Duet MBZ dan MBR sukses besar melakukan diversifikasi ekonomi di UEA. Kini, keputusan berani MBZ membuka hubungan diplomatik resmi Israel-UEA bertujuan untuk melakukan lompatan ekonomi fase kedua di UEA yang berbasis pada teknologi.
Untuk itu, menurut MBZ, UEA harus menggandeng Israel sebagai negara termaju dalam bidang teknologi di kawasan Timur Tengah untuk mewujudkan fase kedua lompatan ekonomi UEA. Fase kedua lompatan ekonomi UEA adalah program besar visi Abu Dhabi 2030.
Adapun fase pertama lompatan ekonomi UEA adalah melakukan diversifikasi ekonomi dari hanya bersandar pada sektor minyak dan gas ke sektor investasi, jasa, dan pariwisata yang sudah dimulai sejak tahun 2000-an.
Di Bahrain, duet Raja Hamad bin Isa al-Khalifa dan Putra Mahkota Pangeran Salman bin Hamad al-Khalifa atau SBH (50) berani mengambil kebijakan membuka hubungan resmi dengan Israel, mengikuti jejak UEA. Langkah Bahrain tersebut disinyalir tak lepas dari peran SBH yang akhir-akhir ini semakin besar kekuasaannya.
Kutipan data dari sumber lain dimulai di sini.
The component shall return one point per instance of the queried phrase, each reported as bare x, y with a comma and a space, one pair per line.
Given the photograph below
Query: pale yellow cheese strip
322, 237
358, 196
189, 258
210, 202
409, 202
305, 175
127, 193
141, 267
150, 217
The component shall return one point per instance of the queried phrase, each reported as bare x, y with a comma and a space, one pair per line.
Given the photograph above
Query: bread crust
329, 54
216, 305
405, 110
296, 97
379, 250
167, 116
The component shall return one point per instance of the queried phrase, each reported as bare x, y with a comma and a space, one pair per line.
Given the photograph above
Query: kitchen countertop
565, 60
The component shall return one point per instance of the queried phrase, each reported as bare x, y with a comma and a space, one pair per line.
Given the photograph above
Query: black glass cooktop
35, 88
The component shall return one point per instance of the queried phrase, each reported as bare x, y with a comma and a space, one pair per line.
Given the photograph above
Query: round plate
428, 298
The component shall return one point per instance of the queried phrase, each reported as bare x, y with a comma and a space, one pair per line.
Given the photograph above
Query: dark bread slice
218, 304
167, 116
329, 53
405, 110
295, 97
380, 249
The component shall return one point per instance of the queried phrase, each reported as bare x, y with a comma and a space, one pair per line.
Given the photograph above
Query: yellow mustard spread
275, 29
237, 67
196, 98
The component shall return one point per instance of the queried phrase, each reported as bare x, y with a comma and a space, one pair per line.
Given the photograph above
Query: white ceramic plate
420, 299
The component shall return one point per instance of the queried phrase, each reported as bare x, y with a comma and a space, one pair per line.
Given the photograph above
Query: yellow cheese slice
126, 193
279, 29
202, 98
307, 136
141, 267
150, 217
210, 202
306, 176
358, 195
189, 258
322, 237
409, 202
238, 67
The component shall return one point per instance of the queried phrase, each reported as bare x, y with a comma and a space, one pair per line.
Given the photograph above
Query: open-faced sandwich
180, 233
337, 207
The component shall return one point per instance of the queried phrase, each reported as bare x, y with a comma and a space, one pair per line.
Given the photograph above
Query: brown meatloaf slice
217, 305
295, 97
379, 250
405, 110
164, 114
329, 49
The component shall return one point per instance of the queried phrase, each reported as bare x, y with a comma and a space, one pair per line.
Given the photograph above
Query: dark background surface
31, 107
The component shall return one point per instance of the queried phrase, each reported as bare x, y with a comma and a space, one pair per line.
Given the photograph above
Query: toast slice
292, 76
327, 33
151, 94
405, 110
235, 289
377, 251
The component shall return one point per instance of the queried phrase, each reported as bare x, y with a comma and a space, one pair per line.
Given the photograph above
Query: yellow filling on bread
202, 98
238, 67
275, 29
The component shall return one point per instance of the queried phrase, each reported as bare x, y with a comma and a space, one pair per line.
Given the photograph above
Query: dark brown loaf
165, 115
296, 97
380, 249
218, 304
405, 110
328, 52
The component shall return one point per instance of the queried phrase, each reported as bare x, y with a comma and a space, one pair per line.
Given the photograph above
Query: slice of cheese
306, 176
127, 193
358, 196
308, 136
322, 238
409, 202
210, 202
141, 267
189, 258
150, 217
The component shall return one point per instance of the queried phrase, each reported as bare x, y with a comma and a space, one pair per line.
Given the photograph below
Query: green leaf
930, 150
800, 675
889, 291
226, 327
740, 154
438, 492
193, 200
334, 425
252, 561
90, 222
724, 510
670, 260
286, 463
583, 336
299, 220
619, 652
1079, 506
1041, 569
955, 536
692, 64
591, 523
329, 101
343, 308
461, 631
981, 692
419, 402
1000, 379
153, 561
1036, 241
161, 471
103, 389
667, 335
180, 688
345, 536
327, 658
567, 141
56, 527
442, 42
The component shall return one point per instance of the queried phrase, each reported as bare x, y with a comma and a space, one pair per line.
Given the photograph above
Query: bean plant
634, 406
Putra Mahkota SBH dikenal sangat dekat dengan MBS dan MBZ. Mereka sering berkomunikasi membicarakan isu domestik ataupun regional.
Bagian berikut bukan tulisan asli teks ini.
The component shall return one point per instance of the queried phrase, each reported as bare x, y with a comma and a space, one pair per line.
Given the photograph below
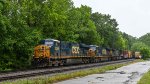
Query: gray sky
133, 16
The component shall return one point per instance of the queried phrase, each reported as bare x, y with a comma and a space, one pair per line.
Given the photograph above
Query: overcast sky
133, 16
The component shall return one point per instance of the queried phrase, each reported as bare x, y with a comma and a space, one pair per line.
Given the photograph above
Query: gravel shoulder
130, 74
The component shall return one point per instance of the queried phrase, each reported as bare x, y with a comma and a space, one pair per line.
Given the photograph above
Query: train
52, 52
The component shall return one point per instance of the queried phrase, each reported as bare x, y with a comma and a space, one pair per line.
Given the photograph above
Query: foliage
24, 22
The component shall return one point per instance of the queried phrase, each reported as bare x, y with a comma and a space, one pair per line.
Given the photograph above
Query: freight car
53, 52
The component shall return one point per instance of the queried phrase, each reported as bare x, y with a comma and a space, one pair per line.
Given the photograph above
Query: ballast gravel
129, 74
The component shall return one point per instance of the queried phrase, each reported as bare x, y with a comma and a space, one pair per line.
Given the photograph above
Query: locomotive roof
52, 40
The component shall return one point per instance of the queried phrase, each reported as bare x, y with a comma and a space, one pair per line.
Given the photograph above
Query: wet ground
130, 74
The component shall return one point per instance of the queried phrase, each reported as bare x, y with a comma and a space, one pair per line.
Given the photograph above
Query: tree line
23, 23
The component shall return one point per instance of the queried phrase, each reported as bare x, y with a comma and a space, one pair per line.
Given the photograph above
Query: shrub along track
45, 71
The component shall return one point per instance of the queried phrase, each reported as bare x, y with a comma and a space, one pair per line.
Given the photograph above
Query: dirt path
125, 75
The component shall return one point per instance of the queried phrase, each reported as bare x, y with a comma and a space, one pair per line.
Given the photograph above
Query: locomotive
51, 52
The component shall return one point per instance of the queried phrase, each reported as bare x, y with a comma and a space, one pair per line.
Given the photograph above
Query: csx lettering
75, 49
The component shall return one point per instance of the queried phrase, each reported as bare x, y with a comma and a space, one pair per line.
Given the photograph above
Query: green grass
145, 79
61, 77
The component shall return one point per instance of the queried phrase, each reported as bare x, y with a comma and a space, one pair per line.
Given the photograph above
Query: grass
61, 77
145, 79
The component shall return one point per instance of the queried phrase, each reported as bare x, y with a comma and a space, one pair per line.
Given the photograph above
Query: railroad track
39, 72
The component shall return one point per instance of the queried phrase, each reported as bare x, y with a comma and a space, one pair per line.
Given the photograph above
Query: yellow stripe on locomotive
41, 51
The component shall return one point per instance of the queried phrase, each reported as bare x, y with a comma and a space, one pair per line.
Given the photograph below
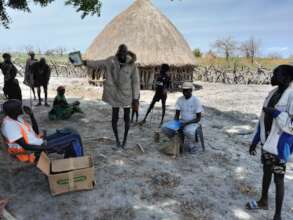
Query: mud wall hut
154, 39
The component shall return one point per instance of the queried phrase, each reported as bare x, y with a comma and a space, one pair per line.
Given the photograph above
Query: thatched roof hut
154, 39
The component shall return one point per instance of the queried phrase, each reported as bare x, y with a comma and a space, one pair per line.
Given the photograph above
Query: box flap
69, 164
44, 163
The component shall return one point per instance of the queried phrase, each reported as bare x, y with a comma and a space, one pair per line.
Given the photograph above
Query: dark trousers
65, 142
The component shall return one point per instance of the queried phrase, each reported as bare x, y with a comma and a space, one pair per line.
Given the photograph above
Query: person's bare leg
46, 95
132, 116
115, 118
280, 189
148, 111
136, 113
39, 96
127, 125
34, 92
163, 110
266, 182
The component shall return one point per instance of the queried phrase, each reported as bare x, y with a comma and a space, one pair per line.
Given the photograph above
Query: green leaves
87, 7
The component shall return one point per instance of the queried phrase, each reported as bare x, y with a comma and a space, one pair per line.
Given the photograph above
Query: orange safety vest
19, 152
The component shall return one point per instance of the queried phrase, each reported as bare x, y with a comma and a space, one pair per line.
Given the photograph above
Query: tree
250, 48
86, 7
227, 46
197, 52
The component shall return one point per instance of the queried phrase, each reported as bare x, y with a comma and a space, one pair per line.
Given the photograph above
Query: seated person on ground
22, 137
188, 111
62, 110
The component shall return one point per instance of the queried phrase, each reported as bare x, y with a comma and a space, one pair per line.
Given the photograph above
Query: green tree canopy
86, 7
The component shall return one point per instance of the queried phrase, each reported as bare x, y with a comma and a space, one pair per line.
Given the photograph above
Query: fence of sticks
233, 75
209, 73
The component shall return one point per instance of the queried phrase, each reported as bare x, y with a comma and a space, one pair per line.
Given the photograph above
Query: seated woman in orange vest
22, 136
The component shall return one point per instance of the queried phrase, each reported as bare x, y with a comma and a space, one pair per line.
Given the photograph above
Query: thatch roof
146, 32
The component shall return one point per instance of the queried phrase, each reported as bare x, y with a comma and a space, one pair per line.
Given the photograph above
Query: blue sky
200, 22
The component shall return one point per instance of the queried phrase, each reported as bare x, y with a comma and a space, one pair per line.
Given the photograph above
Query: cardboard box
68, 175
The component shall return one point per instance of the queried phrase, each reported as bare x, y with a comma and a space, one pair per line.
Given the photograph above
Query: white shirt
11, 130
188, 107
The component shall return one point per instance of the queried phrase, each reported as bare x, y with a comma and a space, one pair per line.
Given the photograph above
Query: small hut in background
152, 37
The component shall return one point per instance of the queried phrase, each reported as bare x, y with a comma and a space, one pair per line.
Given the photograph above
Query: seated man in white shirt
188, 111
22, 137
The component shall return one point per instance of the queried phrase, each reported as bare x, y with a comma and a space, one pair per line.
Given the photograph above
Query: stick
7, 215
140, 147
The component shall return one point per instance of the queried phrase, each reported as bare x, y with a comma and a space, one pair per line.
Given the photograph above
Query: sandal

Sementara di Oman, Sultan Oman Haitham bin Tariq al-Said (64) yang menggantikan Sultan Qaboos bin Said al-Said pada 11 Januari 2020 berkomitmen melanjutkan kebijakan politik pendahulunya. Sheikh Haitham bin Tariq segera menyambut positif dibukanya hubungan diplomatik resmi Israel-UEA dan Israel-Bahrain.
Seperti diketahui, Oman pada era Sultan Qaboos dikenal menjalin hubungan mesra tidak resmi dengan Israel. PM Israel Benjamin Netanyahu telah mengunjungi Muscat, Oman, pada Oktober 2018 dan bertemu Sultan Qaboos. Dengan demikian, keluarga besar Al-Said yang berkuasa di Oman tetap ingin menjalin hubungan mesra tidak resmi dengan Israel.
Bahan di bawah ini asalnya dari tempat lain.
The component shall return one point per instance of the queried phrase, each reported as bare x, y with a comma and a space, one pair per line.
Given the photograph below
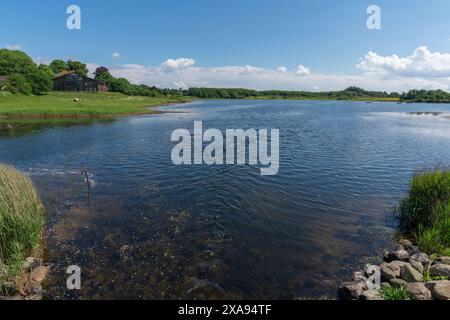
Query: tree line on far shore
26, 77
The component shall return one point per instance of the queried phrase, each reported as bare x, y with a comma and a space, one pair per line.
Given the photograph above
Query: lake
152, 230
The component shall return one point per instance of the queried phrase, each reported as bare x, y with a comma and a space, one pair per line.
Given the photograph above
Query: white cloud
180, 85
421, 63
13, 47
172, 65
302, 70
421, 70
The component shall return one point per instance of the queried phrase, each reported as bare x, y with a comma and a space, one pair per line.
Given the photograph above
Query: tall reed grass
425, 213
21, 222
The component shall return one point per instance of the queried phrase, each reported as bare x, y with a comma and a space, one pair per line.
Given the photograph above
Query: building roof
64, 75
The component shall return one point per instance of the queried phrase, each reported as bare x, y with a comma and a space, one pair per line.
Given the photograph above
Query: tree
17, 83
77, 67
58, 66
12, 62
102, 73
40, 82
47, 70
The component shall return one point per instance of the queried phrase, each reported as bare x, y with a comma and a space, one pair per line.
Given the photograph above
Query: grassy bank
21, 223
90, 105
425, 212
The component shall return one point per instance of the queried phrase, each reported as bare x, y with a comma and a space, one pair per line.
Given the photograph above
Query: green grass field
90, 105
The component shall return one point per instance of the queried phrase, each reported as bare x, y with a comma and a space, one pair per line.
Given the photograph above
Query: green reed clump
21, 222
391, 293
425, 212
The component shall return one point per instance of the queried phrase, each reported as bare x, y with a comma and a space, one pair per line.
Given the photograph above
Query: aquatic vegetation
392, 293
21, 222
79, 104
425, 213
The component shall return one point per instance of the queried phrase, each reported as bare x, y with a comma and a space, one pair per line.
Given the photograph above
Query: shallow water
152, 230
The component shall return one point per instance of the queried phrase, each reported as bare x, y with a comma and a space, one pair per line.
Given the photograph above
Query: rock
405, 243
34, 289
413, 250
410, 274
441, 290
38, 274
385, 285
417, 265
443, 260
8, 288
418, 291
359, 276
420, 257
397, 283
401, 255
392, 270
440, 270
12, 298
351, 290
31, 263
371, 295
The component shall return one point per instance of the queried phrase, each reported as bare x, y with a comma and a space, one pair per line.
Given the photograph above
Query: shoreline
148, 110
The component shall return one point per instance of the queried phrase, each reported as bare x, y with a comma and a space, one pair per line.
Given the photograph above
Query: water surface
152, 230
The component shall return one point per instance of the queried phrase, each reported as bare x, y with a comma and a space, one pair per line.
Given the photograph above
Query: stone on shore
418, 291
401, 255
443, 260
392, 270
420, 257
397, 283
351, 290
441, 290
440, 270
417, 265
371, 295
410, 274
31, 263
38, 274
405, 243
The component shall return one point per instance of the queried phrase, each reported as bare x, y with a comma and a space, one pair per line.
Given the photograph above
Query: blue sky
327, 37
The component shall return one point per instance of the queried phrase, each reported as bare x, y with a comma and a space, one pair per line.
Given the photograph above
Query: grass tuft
21, 222
425, 213
391, 293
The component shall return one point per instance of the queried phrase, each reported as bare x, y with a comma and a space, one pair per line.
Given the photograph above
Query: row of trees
23, 75
26, 77
122, 85
347, 94
437, 96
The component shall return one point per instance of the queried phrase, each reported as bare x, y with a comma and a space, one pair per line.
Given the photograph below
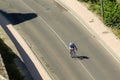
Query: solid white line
61, 41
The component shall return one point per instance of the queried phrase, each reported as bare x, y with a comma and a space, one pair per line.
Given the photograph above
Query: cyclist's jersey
71, 45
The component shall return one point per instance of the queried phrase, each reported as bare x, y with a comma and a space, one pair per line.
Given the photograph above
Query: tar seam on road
60, 40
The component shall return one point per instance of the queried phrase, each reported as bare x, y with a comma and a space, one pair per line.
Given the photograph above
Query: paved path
94, 25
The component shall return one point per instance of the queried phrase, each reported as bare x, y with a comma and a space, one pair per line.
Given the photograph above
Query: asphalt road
48, 28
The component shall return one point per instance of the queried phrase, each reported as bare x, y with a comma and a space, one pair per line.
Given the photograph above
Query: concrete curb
30, 54
34, 66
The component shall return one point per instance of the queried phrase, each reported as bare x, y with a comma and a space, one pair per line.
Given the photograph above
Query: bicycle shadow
81, 57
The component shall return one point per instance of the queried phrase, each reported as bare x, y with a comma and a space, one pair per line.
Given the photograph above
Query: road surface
48, 28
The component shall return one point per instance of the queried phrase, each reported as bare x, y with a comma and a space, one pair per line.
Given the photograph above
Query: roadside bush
112, 14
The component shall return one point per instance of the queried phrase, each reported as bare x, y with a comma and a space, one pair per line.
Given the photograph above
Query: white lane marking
100, 41
61, 41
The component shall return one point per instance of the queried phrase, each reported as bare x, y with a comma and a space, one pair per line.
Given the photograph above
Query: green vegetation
8, 59
111, 13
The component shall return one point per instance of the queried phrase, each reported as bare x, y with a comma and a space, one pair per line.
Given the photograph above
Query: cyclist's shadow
81, 57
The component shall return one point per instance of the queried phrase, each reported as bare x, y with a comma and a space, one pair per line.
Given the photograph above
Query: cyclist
72, 48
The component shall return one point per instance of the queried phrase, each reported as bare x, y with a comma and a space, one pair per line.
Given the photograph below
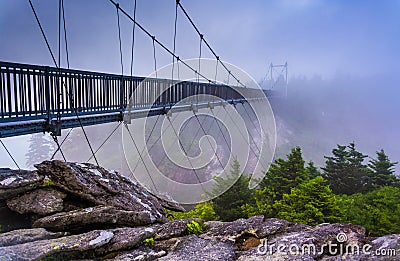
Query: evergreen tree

Adapun Emir Qatar Sheikh Tamim bin Hamad al-Thani (40), yang juga dari generasi baru penguasa di kawasan Arab Teluk, meskipun masih menolak membuka hubungan diplomatik resmi dengan Israel, menjalin hubungan tidak resmi dengan Israel.
Qatar sering melakukan komunikasi dengan Israel ketika ingin memasok bantuan kemanusian ke Jalur Gaza. Tanpa lampu hijau dari Israel, bantuan kemanusian Qatar ke Jalur Gaza tidak mungkin terjadi. Qatar saat ini menjalin hubungan strategis dengan Hamas yang berkuasa di Jalur Gaza dan dalam waktu yang sama juga menjalin hubungan baik dengan Israel.
Barangkali hanya Kuwait yang punya sikap paling konservatif terhadap Israel. Kuwait selama ini tidak menjalin hubungan resmi ataupun tidak resmi dengan Israel. Kuwait selalu menegaskan akan menjadi negara Arab terakhir yang menjalin hubungan dengan Israel.